Cet été, entrait en vigueur l’accord interprofessionnel sur les pratiques contractuelles entre auteurs-scénaristes et producteurs de fiction, remplaçant l’accord de décembre 2012 (qui ne faisait que 5 pages, contre 26 désormais) et le Glossaire du scénario d’Avril 2015. 


Ce nouvel accord, conclu entre : 

- L’Union Syndicale de la Production Audiovisuelle (USPA), représentée par Iris Bucher, Présidente, 

- Le Syndicat des Producteurs Indépendants (SPI), représenté par Nora Melhli, présidente du bureau audiovisuel

- La Guilde Française des Scénaristes, représentée par Marie Roussin, Présidente et

- La Société des Auteurs et Compositeurs Dramatiques (SACD), représentée par Pascal Rogard, Directeur Général 

soit deux productrices pour une seule scénariste, vise à encadrer les contrats entre auteurs et producteurs pour les fictions en prises de vue réelles, à destination des chaines de télévision ou des plateformes, à l’exclusion des feuilletons, des formats courts de moins de 6 minutes et de plus de 50 épisodes par an (c’est très spécifique, oui), des œuvres de fiction interactives ou immersives, comprendre par-là les jeux vidéo et productions en VR, et enfin les œuvres de fiction destinées aux réseaux sociaux… exit donc Instagram, TikTok et Youtube. Et bien sûr, rien pour le cinéma.

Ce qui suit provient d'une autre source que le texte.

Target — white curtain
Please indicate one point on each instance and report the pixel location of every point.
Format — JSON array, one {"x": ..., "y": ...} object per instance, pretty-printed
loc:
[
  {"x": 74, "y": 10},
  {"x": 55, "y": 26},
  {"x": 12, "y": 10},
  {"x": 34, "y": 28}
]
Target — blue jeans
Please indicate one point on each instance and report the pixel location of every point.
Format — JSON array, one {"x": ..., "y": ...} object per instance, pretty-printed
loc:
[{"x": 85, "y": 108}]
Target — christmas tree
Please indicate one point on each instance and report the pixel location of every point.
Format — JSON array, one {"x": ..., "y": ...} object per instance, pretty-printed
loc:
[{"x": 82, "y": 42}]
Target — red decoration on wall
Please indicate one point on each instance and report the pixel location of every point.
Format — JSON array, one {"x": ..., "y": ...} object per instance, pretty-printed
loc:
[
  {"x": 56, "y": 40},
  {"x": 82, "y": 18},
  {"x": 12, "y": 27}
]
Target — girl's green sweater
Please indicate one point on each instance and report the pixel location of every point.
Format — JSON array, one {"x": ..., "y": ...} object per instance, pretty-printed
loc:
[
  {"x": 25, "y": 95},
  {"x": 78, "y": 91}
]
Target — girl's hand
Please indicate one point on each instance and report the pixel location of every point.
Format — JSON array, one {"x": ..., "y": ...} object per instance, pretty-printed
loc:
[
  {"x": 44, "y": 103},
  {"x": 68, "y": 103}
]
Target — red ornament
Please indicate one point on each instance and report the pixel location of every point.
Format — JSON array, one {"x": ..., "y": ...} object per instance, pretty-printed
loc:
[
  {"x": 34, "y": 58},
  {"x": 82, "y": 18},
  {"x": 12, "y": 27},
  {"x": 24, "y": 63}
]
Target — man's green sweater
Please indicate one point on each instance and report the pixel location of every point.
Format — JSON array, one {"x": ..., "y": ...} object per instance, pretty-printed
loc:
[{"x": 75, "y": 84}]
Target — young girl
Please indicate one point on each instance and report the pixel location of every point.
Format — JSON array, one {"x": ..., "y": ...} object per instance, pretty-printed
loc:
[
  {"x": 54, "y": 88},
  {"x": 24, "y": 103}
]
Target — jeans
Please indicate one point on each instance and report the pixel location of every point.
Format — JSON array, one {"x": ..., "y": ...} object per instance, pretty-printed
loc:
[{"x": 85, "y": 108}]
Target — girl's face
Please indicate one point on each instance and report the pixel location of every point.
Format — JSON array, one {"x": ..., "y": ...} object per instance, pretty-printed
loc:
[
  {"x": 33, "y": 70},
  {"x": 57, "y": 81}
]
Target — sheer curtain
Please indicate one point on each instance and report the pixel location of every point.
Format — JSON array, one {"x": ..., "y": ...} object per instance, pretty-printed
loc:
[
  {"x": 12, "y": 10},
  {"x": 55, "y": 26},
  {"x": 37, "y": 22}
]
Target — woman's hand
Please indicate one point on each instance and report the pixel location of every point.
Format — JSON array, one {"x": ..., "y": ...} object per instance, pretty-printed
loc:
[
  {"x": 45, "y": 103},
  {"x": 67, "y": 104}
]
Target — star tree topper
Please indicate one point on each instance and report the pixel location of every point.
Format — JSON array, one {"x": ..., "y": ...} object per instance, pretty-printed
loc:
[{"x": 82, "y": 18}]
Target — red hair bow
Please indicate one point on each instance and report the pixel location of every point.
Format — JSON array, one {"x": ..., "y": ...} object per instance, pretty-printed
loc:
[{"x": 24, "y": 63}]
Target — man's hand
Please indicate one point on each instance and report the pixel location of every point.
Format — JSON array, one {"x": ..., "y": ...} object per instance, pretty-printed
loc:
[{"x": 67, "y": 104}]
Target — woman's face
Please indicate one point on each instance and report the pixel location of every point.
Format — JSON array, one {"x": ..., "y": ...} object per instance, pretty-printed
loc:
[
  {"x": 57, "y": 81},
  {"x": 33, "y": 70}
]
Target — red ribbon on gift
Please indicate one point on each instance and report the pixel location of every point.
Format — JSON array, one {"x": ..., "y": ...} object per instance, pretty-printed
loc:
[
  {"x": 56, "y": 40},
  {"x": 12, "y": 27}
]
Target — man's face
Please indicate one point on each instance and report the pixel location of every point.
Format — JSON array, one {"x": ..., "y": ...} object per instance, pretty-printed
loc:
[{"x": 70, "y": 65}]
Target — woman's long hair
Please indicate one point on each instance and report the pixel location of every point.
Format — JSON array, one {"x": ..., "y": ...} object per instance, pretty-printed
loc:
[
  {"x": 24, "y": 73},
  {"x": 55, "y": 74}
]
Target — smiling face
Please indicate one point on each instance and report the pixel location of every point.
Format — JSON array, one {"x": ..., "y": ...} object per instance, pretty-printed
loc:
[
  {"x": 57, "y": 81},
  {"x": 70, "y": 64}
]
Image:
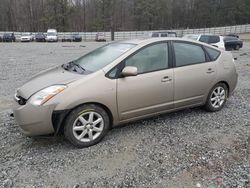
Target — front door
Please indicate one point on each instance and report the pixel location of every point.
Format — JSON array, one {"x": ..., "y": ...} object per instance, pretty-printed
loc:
[
  {"x": 194, "y": 76},
  {"x": 151, "y": 90}
]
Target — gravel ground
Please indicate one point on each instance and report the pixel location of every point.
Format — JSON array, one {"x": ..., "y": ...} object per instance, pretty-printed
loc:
[{"x": 190, "y": 148}]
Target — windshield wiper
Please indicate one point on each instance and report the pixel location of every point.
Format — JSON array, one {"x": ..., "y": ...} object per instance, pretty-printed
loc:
[
  {"x": 77, "y": 65},
  {"x": 72, "y": 66}
]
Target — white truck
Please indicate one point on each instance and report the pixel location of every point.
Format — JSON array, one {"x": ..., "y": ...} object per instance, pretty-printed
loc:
[{"x": 51, "y": 35}]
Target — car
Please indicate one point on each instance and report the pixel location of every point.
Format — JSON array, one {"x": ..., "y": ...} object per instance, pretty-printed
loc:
[
  {"x": 233, "y": 35},
  {"x": 100, "y": 37},
  {"x": 232, "y": 43},
  {"x": 123, "y": 82},
  {"x": 164, "y": 34},
  {"x": 40, "y": 37},
  {"x": 9, "y": 37},
  {"x": 76, "y": 37},
  {"x": 214, "y": 40},
  {"x": 51, "y": 35},
  {"x": 26, "y": 37},
  {"x": 67, "y": 38}
]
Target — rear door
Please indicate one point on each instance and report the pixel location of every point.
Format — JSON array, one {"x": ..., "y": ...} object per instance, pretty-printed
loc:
[
  {"x": 151, "y": 91},
  {"x": 193, "y": 74}
]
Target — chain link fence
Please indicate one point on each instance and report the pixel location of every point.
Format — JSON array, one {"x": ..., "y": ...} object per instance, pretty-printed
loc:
[{"x": 123, "y": 35}]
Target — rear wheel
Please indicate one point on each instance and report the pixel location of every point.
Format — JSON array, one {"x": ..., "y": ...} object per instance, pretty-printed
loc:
[
  {"x": 237, "y": 47},
  {"x": 86, "y": 125},
  {"x": 217, "y": 98}
]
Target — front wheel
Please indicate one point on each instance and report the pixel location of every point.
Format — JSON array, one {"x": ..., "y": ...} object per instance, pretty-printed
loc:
[
  {"x": 217, "y": 98},
  {"x": 86, "y": 125},
  {"x": 237, "y": 47}
]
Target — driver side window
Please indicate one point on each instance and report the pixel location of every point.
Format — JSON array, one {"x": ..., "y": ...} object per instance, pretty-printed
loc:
[{"x": 151, "y": 58}]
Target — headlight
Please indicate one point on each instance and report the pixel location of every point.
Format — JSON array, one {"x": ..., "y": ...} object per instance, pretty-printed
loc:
[{"x": 46, "y": 94}]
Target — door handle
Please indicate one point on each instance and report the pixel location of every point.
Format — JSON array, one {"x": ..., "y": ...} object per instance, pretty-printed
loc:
[
  {"x": 166, "y": 79},
  {"x": 210, "y": 70}
]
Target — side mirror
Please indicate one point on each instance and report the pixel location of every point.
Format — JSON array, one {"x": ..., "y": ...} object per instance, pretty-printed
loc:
[{"x": 129, "y": 71}]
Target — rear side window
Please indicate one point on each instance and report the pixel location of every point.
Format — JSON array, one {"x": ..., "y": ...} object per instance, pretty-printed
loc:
[
  {"x": 155, "y": 35},
  {"x": 188, "y": 54},
  {"x": 213, "y": 54},
  {"x": 151, "y": 58},
  {"x": 209, "y": 39}
]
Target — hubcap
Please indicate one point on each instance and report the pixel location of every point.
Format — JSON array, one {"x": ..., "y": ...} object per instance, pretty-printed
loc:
[
  {"x": 88, "y": 126},
  {"x": 218, "y": 97}
]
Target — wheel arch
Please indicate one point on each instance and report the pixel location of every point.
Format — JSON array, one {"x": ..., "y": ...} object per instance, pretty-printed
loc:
[{"x": 58, "y": 118}]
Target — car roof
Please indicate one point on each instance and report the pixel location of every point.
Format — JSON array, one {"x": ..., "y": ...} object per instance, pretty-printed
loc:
[
  {"x": 149, "y": 40},
  {"x": 145, "y": 41}
]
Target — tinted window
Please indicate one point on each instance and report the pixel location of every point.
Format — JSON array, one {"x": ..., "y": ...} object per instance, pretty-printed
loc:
[
  {"x": 230, "y": 39},
  {"x": 188, "y": 54},
  {"x": 164, "y": 35},
  {"x": 209, "y": 39},
  {"x": 193, "y": 37},
  {"x": 213, "y": 54},
  {"x": 204, "y": 38},
  {"x": 103, "y": 56},
  {"x": 149, "y": 59},
  {"x": 214, "y": 39},
  {"x": 155, "y": 35},
  {"x": 172, "y": 34}
]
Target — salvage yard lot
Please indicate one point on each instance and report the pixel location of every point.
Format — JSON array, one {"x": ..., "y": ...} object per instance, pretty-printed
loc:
[{"x": 174, "y": 150}]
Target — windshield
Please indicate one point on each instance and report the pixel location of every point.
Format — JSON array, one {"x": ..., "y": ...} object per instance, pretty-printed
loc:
[
  {"x": 193, "y": 37},
  {"x": 103, "y": 56},
  {"x": 204, "y": 38},
  {"x": 26, "y": 34},
  {"x": 51, "y": 34}
]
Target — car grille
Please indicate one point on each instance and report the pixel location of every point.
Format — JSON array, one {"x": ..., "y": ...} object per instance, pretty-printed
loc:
[{"x": 20, "y": 100}]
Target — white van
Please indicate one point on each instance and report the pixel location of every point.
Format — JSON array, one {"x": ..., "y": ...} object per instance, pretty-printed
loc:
[{"x": 51, "y": 35}]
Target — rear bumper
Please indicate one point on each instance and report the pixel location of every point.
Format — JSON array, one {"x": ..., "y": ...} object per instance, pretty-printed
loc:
[{"x": 34, "y": 120}]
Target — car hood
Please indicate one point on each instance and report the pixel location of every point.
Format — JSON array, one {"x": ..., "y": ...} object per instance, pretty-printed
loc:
[
  {"x": 45, "y": 79},
  {"x": 26, "y": 36}
]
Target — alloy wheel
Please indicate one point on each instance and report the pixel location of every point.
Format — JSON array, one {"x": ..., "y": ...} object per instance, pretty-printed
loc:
[
  {"x": 88, "y": 126},
  {"x": 218, "y": 97}
]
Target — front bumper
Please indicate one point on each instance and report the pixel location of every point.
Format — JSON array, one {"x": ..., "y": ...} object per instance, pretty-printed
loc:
[
  {"x": 34, "y": 120},
  {"x": 25, "y": 40}
]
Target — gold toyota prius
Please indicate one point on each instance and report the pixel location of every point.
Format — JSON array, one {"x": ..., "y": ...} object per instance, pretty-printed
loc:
[{"x": 122, "y": 82}]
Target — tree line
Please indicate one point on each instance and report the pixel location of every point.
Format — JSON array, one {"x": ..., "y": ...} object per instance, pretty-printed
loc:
[{"x": 120, "y": 15}]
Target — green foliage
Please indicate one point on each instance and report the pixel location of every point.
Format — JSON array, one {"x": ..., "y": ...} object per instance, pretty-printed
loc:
[{"x": 102, "y": 15}]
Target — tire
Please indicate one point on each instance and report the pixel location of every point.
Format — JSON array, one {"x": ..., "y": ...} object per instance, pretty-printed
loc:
[
  {"x": 79, "y": 127},
  {"x": 237, "y": 47},
  {"x": 217, "y": 98}
]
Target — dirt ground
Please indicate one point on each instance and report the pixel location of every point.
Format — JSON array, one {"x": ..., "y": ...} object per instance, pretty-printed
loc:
[{"x": 190, "y": 148}]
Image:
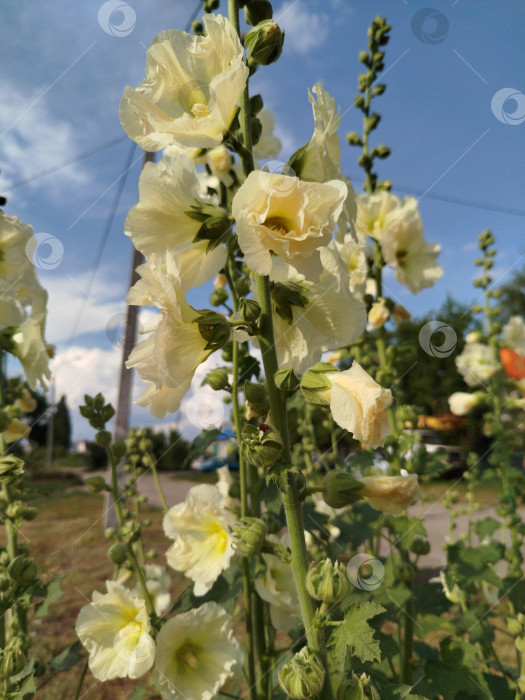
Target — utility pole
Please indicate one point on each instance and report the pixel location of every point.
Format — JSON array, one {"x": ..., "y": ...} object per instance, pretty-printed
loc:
[{"x": 121, "y": 426}]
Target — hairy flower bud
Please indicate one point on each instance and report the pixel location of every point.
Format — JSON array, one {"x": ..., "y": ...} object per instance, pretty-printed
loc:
[
  {"x": 303, "y": 676},
  {"x": 217, "y": 379},
  {"x": 264, "y": 43},
  {"x": 249, "y": 535},
  {"x": 256, "y": 11},
  {"x": 327, "y": 581},
  {"x": 262, "y": 448}
]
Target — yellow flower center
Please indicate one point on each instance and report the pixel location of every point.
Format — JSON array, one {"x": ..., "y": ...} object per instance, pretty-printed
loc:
[
  {"x": 200, "y": 110},
  {"x": 187, "y": 655},
  {"x": 278, "y": 224}
]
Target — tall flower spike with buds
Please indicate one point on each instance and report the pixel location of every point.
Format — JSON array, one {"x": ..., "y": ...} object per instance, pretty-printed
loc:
[
  {"x": 191, "y": 88},
  {"x": 168, "y": 358},
  {"x": 202, "y": 545}
]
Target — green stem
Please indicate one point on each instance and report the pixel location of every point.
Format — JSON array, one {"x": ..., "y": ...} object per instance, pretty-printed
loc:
[{"x": 81, "y": 681}]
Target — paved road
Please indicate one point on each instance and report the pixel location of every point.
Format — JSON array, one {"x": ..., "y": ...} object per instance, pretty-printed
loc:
[{"x": 434, "y": 514}]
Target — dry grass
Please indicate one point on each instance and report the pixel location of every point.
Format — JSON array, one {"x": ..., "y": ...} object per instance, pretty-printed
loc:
[{"x": 67, "y": 538}]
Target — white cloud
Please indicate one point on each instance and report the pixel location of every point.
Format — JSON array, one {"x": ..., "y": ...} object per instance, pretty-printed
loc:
[
  {"x": 305, "y": 30},
  {"x": 33, "y": 140}
]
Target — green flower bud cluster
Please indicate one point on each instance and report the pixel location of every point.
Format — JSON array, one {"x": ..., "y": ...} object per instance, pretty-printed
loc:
[
  {"x": 262, "y": 448},
  {"x": 264, "y": 44},
  {"x": 303, "y": 676},
  {"x": 97, "y": 411},
  {"x": 315, "y": 385},
  {"x": 327, "y": 581},
  {"x": 341, "y": 489},
  {"x": 357, "y": 688},
  {"x": 256, "y": 398},
  {"x": 249, "y": 535},
  {"x": 214, "y": 328}
]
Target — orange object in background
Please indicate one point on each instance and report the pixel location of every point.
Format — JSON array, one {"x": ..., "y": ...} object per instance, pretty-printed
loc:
[{"x": 513, "y": 363}]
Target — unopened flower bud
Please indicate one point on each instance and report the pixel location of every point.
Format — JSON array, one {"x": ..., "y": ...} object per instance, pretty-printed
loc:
[
  {"x": 256, "y": 11},
  {"x": 327, "y": 581},
  {"x": 286, "y": 380},
  {"x": 95, "y": 484},
  {"x": 249, "y": 535},
  {"x": 303, "y": 676},
  {"x": 22, "y": 570},
  {"x": 219, "y": 296},
  {"x": 262, "y": 448},
  {"x": 341, "y": 489},
  {"x": 217, "y": 379},
  {"x": 264, "y": 43},
  {"x": 118, "y": 553},
  {"x": 249, "y": 310}
]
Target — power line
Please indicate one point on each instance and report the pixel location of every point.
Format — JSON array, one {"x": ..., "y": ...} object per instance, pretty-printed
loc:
[
  {"x": 105, "y": 236},
  {"x": 56, "y": 168}
]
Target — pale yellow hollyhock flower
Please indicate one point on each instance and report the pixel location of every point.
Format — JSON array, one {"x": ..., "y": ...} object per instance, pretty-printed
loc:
[
  {"x": 16, "y": 430},
  {"x": 476, "y": 364},
  {"x": 203, "y": 543},
  {"x": 390, "y": 494},
  {"x": 167, "y": 192},
  {"x": 378, "y": 315},
  {"x": 268, "y": 146},
  {"x": 279, "y": 215},
  {"x": 191, "y": 89},
  {"x": 158, "y": 583},
  {"x": 374, "y": 213},
  {"x": 196, "y": 654},
  {"x": 406, "y": 251},
  {"x": 277, "y": 587},
  {"x": 114, "y": 628},
  {"x": 332, "y": 317},
  {"x": 321, "y": 159},
  {"x": 461, "y": 403},
  {"x": 358, "y": 404},
  {"x": 169, "y": 357},
  {"x": 514, "y": 334}
]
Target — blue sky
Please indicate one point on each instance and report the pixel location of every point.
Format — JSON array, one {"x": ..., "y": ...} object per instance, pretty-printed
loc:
[{"x": 63, "y": 79}]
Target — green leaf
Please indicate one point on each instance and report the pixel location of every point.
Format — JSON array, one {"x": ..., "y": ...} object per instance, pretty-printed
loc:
[
  {"x": 68, "y": 658},
  {"x": 54, "y": 592},
  {"x": 355, "y": 633}
]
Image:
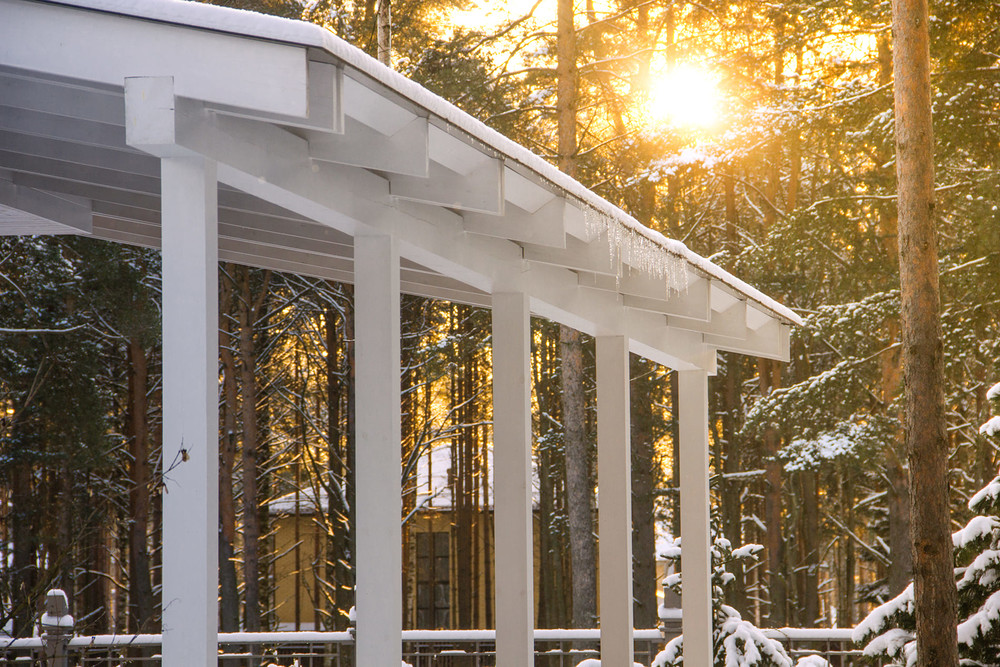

Vous l’avez compris, cet accord ne couvre en fait qu’une minorité de cas. Et disons-le tout de suite, il ne sert pratiquement à rien. Bien qu’il remplace le précédent accord et le Glossaire du scénario, il les regroupe en fait en un seul et même document, en affinant les définitions notamment sur ce qu’est une bible littéraire ou une arche narrative et en redictant des acquis, comme la fiche généalogique de l’écriture ou le fait qu’il faille signer un contrat avec le producteur… Rien de révolutionnaire, donc.



Il serait presque inutile de couvrir cet accord point par point, nous nous concentrerons donc sur les éléments les plus pertinents. Précisons que l’accord encadre les bibles de séries originales d’une part et les épisodes de séries et les unitaires d’autre part. Et oui, l’accord traite des rémunérations, mais ne vous réjouissez pas trop vite…

Les unitaires, les épisodes de série et les saisons de séries préexistantes 


Ce qui ne change pas : vous allez toujours galérer à vendre vos projets, et les producteurs vont toujours chercher à vous la faire à l’envers. Ce qui change : les producteurs ont plus de moyens de vous la faire à l’envers, essentiellement parce que de nombreuses décisions sont reléguées à l’appréciation « mutuelle » du producteur et de l’auteur (donc du producteur, ne soyons pas naïfs), conjointement à un ensemble de définitions parfois floues, visant notamment à distinguer les retouches des versions. 


L’accord donne notamment les définitions suivantes : 


VERSION :  Le terme « version » désigne l’état d’un travail d’écriture, avant ou après une demande de modification substantielle.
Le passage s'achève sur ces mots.